The plot ought to be familiar to all of you by now, and if you've not seen it, then I won't spoil it for you, choosing instead to concentrate on the overall excellence of the acting. For my money, Jimmy Stewart turns in one of the most impressive acting performances of all time. There's one scene where he's in his wheelchair, and Grace Kelly is in his lap. They're kissing, but the script requires him to keep talking about the murderous neighbor across the way. Stewart does this like it's the most natural thing in the world, and is perfectly convincing as the sort of man who could ignore Grace Kelly to concentrate on a pointless, voyeuristic hobby. That's acting.
Kelly herself is no slouch in the acting department. The script really doesn't require her to act, just lounge around Stewart's apartment in those fetching Edith Head costumes and look like a knockout. But act she does, and her breathy voice gets wrapped around some great lines. She and Stewart trade dark one-liners back and forth at first, until she becomes convinced of the neighbor's guilt as well.

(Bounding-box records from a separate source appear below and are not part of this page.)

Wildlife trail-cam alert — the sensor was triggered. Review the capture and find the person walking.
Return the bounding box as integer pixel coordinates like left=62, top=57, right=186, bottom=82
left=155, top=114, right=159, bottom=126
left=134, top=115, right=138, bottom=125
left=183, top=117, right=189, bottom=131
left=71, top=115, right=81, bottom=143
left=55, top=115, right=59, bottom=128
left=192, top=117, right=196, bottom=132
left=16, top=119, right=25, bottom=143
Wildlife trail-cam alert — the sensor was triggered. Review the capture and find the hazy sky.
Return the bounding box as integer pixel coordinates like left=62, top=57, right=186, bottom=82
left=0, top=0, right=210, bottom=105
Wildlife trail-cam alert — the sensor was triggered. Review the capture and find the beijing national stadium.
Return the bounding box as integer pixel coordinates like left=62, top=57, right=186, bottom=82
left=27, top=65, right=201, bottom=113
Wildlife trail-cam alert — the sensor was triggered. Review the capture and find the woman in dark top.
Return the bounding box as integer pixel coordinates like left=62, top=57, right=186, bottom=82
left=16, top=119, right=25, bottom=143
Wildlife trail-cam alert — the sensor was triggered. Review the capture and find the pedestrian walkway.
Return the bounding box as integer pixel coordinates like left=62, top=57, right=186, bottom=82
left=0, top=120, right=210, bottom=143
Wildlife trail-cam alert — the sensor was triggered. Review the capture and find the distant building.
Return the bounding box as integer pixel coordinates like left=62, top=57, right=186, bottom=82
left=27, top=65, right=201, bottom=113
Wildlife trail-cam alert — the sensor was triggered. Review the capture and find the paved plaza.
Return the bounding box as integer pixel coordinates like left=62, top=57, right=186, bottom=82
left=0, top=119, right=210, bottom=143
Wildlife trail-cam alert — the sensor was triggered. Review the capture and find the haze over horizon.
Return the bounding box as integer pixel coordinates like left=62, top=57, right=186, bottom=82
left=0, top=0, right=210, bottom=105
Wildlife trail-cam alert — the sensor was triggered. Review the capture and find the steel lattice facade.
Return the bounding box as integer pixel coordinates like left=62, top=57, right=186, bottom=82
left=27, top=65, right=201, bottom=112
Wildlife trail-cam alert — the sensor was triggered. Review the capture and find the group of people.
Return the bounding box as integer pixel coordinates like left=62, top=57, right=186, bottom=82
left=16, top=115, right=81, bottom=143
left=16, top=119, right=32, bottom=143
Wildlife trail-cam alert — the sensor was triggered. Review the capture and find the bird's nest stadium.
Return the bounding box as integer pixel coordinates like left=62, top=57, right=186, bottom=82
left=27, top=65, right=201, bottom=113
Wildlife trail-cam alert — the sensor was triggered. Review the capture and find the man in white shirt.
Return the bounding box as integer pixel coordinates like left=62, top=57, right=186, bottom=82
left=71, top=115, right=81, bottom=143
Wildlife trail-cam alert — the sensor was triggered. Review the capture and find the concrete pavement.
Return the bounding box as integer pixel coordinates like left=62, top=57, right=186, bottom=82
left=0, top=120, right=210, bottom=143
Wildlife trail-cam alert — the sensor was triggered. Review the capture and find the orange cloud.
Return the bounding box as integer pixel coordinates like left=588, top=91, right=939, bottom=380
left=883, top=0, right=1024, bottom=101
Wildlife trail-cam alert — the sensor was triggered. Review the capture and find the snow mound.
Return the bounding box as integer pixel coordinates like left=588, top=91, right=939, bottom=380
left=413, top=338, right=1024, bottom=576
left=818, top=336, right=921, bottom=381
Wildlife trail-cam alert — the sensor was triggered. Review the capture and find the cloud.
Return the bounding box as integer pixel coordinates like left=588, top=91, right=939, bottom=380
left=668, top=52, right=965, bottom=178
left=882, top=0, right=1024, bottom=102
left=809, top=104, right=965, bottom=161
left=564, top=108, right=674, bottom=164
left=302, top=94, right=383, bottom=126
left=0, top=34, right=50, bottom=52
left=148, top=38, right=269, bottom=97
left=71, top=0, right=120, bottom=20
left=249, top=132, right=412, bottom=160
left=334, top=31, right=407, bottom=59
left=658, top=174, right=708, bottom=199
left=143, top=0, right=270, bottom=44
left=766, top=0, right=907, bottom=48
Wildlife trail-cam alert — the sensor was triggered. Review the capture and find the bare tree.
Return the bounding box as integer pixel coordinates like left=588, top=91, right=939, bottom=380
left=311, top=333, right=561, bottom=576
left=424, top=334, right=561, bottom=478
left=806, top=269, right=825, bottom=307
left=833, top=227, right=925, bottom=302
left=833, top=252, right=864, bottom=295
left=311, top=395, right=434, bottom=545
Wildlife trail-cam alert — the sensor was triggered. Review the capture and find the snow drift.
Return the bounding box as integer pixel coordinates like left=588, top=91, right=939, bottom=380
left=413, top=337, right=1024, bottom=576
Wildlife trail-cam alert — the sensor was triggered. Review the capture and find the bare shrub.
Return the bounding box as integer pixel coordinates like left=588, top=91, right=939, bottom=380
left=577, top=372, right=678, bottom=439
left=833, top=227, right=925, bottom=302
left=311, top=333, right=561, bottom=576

The wonderful thing about the acting in this movie is that so much of it is silent, that so much of it has to be transmitted through body language and expressions and gestures. We only hear the things Hitchcock wants us to hear, the rest is drowned out by the music from the composer's apartment or other sources. All of the actors in the apartment building across the street do a wonderful job of letting Stewart, and us, know exactly what's going on.
For example, there's a newlywed couple across the way that keep their blinds down. Every once in awhile, the husband will come out, stand by the window, get some fresh air, and smoke a cigarette. This will last three seconds, until his wife notices that she doesn't have all of his attention. We see this in just one little tiny span of time, and yet his body language and his expression speak volumes.
The actor from the other building who has the most to do is the suspected murderer, Raymond Burr. (He looks for all the world the way Russell Crowe did in The Insider, and has the same amount of bottled-up rage.) The thing about Burr, throughout his work as Perry Mason, was his voice, stern and authoritative. Most of the time he's onscreen, though, we can't hear what he's saying, but he's compelling and good and wonderfully ambiguous in his actions, which speak louder than even his booming voice.
Of course, the main reason to see Rear Window isn't the acting, it's the Hitchcock suspense. Actually, there isn't that much of it, most of the suspense is concentrated in the last reel. What's there, though, is first-rate, worthy of the master.